Lakeland community holds vigil to remember synagogue victims

Community members in Lakeland paid tribute to victims of the Pittsburgh synagogue shooting by hosting a special interfaith vigil and prayer service Sunday evening. 

Hundreds of people, from all faiths, came together at The Temple Emanuel to honor the victims killed in the shooting, but also to condemn the hate and call for unity.

Those who attended spent the evening singing and praying, hoping it would help comfort the Lakeland community.

“What we are here is a community that is here for one reason," Congressman Dennis Ross said. "So that through the grace of God, good will prevail over evil.”

Political leaders joined spiritual leaders in an attempt to make sense of the senseless, the slaying of 11 people.

“It’s not so much a sense of disbelief as a sense of a dream breaking," Rabbi David Goldstein said. "The dream of America is liberty and justice. Whenever we see an act of violence, it destroys a little bit of that dream.”

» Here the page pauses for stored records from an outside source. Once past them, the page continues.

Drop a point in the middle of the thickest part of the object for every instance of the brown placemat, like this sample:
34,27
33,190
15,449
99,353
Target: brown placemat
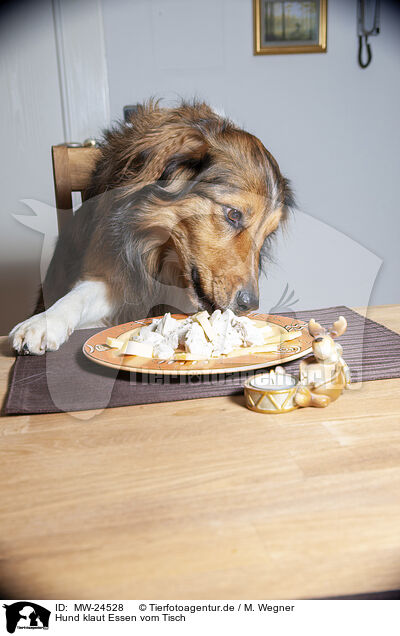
65,380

With candles in hand, and silence in the air, those gathered listened as Rabbi Goldstein read aloud the names of each victim. Among them were two brothers along with married couple, who were all attending the synagogue for a baby naming ceremony.

“When we start losing our safety places, we start losing the feeling of security, it becomes a much more dangerous world," Rabbi Goldstein told the crowd.

Law enforcement officials were on hand to offer protection and support. Sheriff Grady Judd assured the community that currently there is no credible threats to any area houses of worship.

“I’m angry that evil once again struck a house of warship," Sheriff Judd said. "I wanted to recommit myself to them, that we will do everything to protect them and keep them safe.”